Scott Hardie | December 14, 2002
I'm gonna start off by slapping a big fat spoiler warning on this entire topic; read no further if you're going to see this movie. I successfully evaded spoilers and I think I liked the movie better for it. Apparently the script has been on the web for a year now and fans have debated it to death. If you love it that much, isn't it better to wait? I never understood the people who aggressively pursue spoilers.

Anyway, overall I liked it, despite my mostly negative TMR, and the negative comments below. I got what I wanted, which was to see all these characters again, and to be entertained for two hours. I was also pleasantly surprised by the cinematography, which eagerly tried new visual techniques that Trek hadn't done before. And fucking finally, the ships battle in three dimensions! :-)

But I was really disappointed by how little movie there was, for almost two hours' running time. They seemed to use the same three sets over and over, and the space battle seemed to go on forever. I also couldn't discern any entertainment value for a non-Trekkie. All of the jokes were in-jokes, the plot was built on elements from the series that the movie didn't bother to explain, and too much of the pleasure came from the standard "Trekism" of the whole thing, from the characters to the sets to the menagerie of alien races. I tried to imagine taking my mom to it, or some other non-fan, and all I could think was that they'd be bored off their ass.
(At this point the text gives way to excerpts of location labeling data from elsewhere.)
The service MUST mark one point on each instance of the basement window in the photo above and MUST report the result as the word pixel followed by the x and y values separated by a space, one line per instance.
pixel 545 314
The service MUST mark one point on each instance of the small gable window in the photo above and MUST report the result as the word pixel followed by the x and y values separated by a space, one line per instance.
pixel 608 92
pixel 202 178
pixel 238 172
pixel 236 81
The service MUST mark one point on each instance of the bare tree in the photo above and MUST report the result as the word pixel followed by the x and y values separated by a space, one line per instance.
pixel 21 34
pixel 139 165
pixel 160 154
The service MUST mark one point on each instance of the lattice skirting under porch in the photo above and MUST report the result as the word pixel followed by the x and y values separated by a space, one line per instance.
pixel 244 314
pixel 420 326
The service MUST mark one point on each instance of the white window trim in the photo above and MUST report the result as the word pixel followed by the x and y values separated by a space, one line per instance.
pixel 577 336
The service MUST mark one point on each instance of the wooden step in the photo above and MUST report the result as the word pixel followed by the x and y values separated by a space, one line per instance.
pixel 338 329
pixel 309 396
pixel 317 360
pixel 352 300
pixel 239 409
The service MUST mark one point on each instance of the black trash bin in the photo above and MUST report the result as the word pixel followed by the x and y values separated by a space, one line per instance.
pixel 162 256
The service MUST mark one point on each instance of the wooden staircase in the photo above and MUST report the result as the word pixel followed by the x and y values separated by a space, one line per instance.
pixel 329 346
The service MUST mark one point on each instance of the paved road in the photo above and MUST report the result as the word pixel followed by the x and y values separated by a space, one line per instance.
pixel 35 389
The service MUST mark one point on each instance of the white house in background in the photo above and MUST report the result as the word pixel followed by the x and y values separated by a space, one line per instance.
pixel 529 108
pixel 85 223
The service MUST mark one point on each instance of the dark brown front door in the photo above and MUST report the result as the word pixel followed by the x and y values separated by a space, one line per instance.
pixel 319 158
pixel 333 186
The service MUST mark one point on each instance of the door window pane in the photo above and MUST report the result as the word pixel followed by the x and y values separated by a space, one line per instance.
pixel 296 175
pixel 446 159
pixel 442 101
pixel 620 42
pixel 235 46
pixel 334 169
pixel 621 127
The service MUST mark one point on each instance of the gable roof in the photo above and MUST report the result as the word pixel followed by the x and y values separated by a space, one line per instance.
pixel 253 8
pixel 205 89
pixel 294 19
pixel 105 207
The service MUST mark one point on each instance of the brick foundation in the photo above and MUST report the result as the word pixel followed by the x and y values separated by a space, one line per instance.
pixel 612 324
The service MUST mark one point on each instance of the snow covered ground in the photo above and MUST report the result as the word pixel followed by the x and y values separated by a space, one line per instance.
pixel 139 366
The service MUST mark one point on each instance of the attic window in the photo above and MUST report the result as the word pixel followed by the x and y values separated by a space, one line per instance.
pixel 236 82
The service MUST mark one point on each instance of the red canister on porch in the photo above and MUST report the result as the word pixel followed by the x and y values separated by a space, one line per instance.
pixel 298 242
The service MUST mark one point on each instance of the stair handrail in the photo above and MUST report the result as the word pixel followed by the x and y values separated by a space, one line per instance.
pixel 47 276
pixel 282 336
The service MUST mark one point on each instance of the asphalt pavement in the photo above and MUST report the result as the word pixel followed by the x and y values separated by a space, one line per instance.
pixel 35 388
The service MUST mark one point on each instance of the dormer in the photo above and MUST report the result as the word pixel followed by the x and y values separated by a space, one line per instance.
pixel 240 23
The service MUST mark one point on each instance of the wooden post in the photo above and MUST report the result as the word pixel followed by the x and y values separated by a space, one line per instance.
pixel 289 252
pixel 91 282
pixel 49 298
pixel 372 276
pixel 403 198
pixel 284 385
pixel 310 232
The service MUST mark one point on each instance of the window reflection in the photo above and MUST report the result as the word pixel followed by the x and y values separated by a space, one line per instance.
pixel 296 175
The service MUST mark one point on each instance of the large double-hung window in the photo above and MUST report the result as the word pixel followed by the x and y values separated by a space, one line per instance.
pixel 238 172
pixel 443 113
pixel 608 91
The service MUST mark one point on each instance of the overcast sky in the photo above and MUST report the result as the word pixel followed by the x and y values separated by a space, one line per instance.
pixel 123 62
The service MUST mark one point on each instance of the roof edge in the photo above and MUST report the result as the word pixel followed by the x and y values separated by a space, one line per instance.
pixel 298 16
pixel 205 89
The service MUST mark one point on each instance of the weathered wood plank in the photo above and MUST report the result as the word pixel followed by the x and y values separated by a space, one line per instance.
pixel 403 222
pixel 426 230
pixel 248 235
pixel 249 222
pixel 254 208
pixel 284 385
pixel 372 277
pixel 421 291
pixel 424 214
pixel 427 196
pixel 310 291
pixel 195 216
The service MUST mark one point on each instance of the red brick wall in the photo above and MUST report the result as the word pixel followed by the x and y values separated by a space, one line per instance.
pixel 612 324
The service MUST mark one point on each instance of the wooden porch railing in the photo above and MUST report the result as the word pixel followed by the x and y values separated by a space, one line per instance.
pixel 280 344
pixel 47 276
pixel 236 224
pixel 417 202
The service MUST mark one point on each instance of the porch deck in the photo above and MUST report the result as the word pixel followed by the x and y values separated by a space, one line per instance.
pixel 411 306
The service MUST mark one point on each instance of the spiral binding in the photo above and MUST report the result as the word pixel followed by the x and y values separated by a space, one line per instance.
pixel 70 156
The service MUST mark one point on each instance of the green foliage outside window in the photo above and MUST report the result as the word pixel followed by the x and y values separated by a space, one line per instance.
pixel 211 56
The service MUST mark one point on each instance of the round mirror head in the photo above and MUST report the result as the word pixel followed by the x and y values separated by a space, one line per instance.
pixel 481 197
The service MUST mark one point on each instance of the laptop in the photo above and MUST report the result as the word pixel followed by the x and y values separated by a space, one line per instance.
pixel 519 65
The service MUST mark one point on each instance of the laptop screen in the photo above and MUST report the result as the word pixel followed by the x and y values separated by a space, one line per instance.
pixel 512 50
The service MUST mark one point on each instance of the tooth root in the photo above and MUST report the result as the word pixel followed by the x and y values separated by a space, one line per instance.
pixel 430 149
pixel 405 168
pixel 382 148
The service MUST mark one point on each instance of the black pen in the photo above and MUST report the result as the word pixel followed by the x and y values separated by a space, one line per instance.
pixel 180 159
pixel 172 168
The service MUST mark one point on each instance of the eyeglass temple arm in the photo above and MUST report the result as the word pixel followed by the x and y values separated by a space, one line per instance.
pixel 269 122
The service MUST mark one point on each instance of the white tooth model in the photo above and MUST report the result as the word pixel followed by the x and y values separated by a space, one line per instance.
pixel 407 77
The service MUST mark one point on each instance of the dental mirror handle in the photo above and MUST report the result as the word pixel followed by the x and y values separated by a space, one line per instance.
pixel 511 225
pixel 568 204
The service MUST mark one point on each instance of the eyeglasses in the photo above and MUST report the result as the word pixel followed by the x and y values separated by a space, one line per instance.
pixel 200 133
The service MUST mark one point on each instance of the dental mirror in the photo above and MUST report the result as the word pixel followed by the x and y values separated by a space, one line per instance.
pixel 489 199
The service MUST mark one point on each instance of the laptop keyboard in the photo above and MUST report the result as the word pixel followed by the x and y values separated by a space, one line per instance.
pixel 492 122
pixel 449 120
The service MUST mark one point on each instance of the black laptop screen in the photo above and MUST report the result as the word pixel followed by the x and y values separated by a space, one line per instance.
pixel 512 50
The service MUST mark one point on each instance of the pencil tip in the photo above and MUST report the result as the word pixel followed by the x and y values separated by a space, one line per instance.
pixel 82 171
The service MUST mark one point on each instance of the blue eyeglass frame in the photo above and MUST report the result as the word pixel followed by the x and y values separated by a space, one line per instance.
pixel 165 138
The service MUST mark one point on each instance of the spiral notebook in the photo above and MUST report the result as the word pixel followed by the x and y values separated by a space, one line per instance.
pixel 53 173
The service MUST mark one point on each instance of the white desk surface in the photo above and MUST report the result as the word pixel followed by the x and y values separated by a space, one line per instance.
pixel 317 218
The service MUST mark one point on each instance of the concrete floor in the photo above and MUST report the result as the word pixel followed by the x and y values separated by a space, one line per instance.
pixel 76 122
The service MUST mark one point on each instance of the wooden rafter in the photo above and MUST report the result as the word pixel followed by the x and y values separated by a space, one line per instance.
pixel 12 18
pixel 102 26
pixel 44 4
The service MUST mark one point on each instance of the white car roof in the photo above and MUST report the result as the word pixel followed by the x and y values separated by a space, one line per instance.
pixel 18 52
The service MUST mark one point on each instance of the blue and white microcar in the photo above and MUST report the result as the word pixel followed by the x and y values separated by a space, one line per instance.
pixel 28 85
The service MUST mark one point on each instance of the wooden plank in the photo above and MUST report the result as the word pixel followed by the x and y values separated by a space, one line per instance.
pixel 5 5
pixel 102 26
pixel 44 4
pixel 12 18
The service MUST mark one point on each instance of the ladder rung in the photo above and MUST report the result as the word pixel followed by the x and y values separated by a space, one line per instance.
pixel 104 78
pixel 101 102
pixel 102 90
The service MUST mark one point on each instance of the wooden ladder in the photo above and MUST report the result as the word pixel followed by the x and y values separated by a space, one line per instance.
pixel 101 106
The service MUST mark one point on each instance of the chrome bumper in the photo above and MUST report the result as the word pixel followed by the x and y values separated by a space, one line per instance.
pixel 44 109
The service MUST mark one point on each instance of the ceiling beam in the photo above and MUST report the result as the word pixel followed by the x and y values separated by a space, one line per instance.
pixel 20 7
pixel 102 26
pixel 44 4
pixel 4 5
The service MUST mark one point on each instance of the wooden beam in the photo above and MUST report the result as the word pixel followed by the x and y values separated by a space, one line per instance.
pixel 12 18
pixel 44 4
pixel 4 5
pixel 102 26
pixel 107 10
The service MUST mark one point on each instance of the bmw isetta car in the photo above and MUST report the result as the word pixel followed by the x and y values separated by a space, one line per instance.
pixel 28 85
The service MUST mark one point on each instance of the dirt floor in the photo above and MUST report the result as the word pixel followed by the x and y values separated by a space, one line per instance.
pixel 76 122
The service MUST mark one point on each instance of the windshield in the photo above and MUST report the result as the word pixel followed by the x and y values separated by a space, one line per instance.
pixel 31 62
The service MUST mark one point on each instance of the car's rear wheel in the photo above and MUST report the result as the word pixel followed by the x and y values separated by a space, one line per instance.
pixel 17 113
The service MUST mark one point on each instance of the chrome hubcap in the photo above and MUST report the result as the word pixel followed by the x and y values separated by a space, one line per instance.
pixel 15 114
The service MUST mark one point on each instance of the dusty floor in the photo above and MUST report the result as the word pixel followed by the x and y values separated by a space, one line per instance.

I liked seeing the characters interact, even if Worf is yet again emasculated for punchlines. In fact, I wanted more interaction. This movie gets down to business by the fifteen-minute mark and doesn't let up until the epilogue. I heard that some of the deleted scenes (such as the cameo by Wesley Crusher, who is still visible if you've got a quick eye) were very campy, and so maybe it's for the best that they were cut. But here are beloved characters we haven't seen for four years and they can't find anything to talk about besides the plot. Boo! (One positive related element was the way the crew efficiently worked together. They instinctively went along with each other subtly in many scenes, like a crew that has been together for over fifteen years should.)

Probably my biggest pet peeve was the inconsistencies with the characters. I kept wondering if time travel was involved, since it seemed like the characters were unchanged since Season Four or Five. Among the problems:
- Since when are Riker and Troi an item? They broke up in the course of the series, and Troi went on to date Worf. Certainly she and Worf broke up too, but seeing her and Riker getting married is like watching a "Cheers" reunion movie set at Sam and Diane's wedding.
- What the fuck happened to Data's emotion chip? He's as wooden as he was on the show, and as clueless too. As the character who made the most progress over the three films, it's disappointing to see all of progress dismissed. They don't even explain why he has reverted.
- They at least mention Dr. Noonian Singh, but they do a whole subplot where Data discovers a long-lost brother and they don't mention Lore? Then the robot brother turns out to be a tool planted by the villains, and they still don't mention Lore? I'm not asking for a whole scene, just a reference, a sign that the characters remember their own pasts.
- Worf is now Federation Ambassador to Kronos. He outranks Captain Picard. He doesn't even wear a standard uniform any more. But is there any indication of this? Nope, he's content to stand at his post and press buttons. There was the briefest of transitions from him being a guest on the bridge (where he shouldn't be) to him noticing something at Tactical and stepping over to read it aloud, but it was barely noticeable.
- Speaking of changed posts, Troi now works at Starfleet Headquarters on Earth, but the movie mentions that she and Riker are still members of Picard's crew, at least until their impending wedding.
- Wesley's back from oblivion, inexplicably. I guess this one's not fair to nitpick, since they can't be expected to explain his return when they don't even give him any lines, but hey.
- One miniscule nitpick: So Picard was always bald? They can keep Spot alive and healthy for almost two decades, but they can't get the poor young Starfleet cadet some hair?

And finally, I want to tell a story. One night in the autumn of 1994, I sat in the Arcada movie theater in St. Charles, watching "Star Trek: Generations" with He Who Shall Not Be Named. He was the friend who had tuned me on to Trek in the first place, and I liked it enough to see the movie. Even though I was not too familiar with the films (having never seen any of them before), I was aware that they had a history of not being final. Characters never really died for good, kind of like in Marvel Comics. So when Kirk's death scene came, I sat there kind of nonplussed, wondering when he was going to get up, dust himself off, and complain. Then Picard buried him, and left the planet, and it sunk in that I had just missed a Trek hero's death, something that could have, maybe should have had emotional impact on me. So now, today, I calmly watched Data's death aboard the villain's ship, thinking that it didn't mean anything. Hey, they have B-4, and earlier in the movie they uploaded all of Data's memories into B-4, right? So they just have to upgrade his processors and he'll be Data. But no, it slowly sinks in that maybe they won't do this, and then Picard somberly tells B-4 what a great man Data had been. All I could think was, fuck, it happened again! The death of a Star Trek character is not a transcendent human experience or anything, but for a longtime fan it should have at least some emotional impact, and I was inadvertently robbed of that. Fuck.